Par ailleurs, les armées impériales souffrent de la faim depuis le début de la campagne, et cette difficulté s’accentue de jour en jour, provoquant le mécontentement des troupes, dont certaines deviennent presque incontrôlables. Du côté des assiégés, les munitions commencent également à manquer, tout comme les vivres.
Afin de rendre confiance à ses troupes, l’empereur désire une action d’éclat, et décide de prendre la ville mal défendue de Vitry-en-Perthois : celle-ci ne possède pas de canons. Le 23 juillet, 5000 soldats impériaux déferlent sur la ville, qu’ils saccagent avant d’y mettre le feu. Les bannières et oriflammes prises sont promenées devant les remparts de Saint-Dizier dans le but de démoraliser les assiégés. Le 28, Sancerre repousse une offre de reddition, quoique les conditions soient de plus en plus difficiles.
Dans la nuit du 29 au 30, les assiégés tentent une sortie de la ville, et assaillent une des tranchées destinées à la prendre ; ils sont repoussés par Gonzague à coup d’arquebuse. A Paris, François 1er,croyant qu’un nouvel assaut a été repoussé, ordonne une deuxième procession d’actions de grâces. Cependant, la ville est épuisée et, le 3 août, Sancerre envoie au duc de Guise une lettre dans laquelle il lui fait part de l’impossibilité pour Saint-Dizier de tenir plus longtemps, faute de munitions et de vivres. Or, cette lettre est interceptée par les impériaux, qui s’empressent d’en tirer parti.

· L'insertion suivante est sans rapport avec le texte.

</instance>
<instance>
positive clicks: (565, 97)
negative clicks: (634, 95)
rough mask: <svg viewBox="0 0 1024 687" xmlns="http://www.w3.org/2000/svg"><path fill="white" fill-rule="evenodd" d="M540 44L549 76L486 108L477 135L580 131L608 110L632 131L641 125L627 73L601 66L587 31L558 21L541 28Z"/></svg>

La capitulation de Saint-Dizier et la fin de la campagne
Le chancelier de l’empereur, Granvelle, possède le chiffre utilisé par Sancerre, et n’a aucun mal à déchiffrer la lettre. Il possède également le sceau du duc de Guise ; une anecdote invérifiable veut qu’il lui ait été transmis par les soins de la duchesse d’Etampes, favorite de François 1er, qui aurait souhaité par ce moyen éviter un succès du Dauphin venant au secours de la ville. Quoiqu’il en soit, le sept août, les assiégés reçoivent une lettre portant le fameux sceau, et les invitant à se rendre dans les meilleures conditions possibles. Le lendemain, les négociations commencent avec Gonzague, et achoppent sur deux points : les assiégés veulent un délai de huit jours avant de rendre la place, et veulent emmener avec eux leurs pièces d’artillerie, ce qui est alors le comble des honneurs de la guerre. LE 10 août, un accord est signé, et le 17 la ville est évacuée, puis occupée par les impériaux. L’empereur loge dans la Grand’rue (au numéro 34 de la rue du Docteur Mougeot, selon une tradition locale).

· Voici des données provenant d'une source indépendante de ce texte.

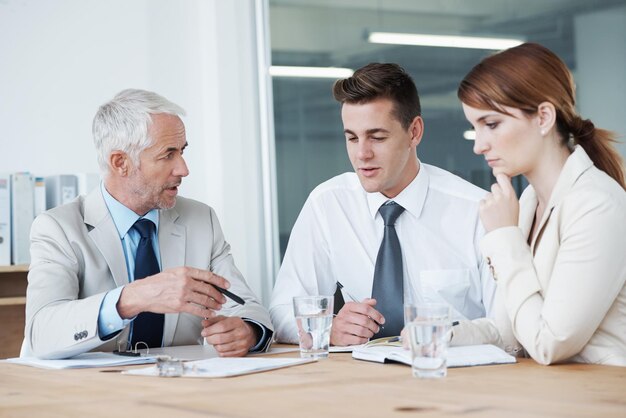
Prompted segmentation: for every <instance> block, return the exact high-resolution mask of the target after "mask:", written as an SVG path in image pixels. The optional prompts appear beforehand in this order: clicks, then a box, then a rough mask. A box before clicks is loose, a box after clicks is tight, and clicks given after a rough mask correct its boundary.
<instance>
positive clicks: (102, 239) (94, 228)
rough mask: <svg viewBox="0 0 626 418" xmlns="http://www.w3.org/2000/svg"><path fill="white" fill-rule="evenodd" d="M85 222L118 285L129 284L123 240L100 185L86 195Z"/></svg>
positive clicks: (85, 205)
mask: <svg viewBox="0 0 626 418" xmlns="http://www.w3.org/2000/svg"><path fill="white" fill-rule="evenodd" d="M84 218H85V224H86V225H87V226H88V227H91V228H92V229H91V231H90V232H89V237H90V238H91V239H92V240H93V242H94V244H95V245H96V247H98V250H100V252H101V253H102V256H103V257H104V259H105V260H106V263H107V265H108V266H109V270H111V274H112V275H113V280H114V281H115V284H116V285H117V286H124V285H126V284H128V272H127V271H126V259H125V258H124V251H123V249H122V242H121V241H120V237H119V235H118V233H117V229H116V228H115V224H114V223H113V218H111V215H110V214H109V210H108V209H107V207H106V203H105V202H104V198H103V197H102V192H101V191H100V187H97V188H96V189H95V190H93V191H92V192H91V193H89V194H88V195H87V196H86V197H85V215H84Z"/></svg>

La campagne de France continue, et les impériaux parviennent jusqu'à Château-Thierry, mais dès le 29 août, les pourparlers de paix commencent, qui aboutiront à la paix de Crépy-en-Laonnois, aux termes de laquelle les impériaux se voient restituer Landrecies, et les français Saint-Dizier. La ville est exemptée de taxes et de taille pendant six ans en reconnaissance de son attitude pendant le siège.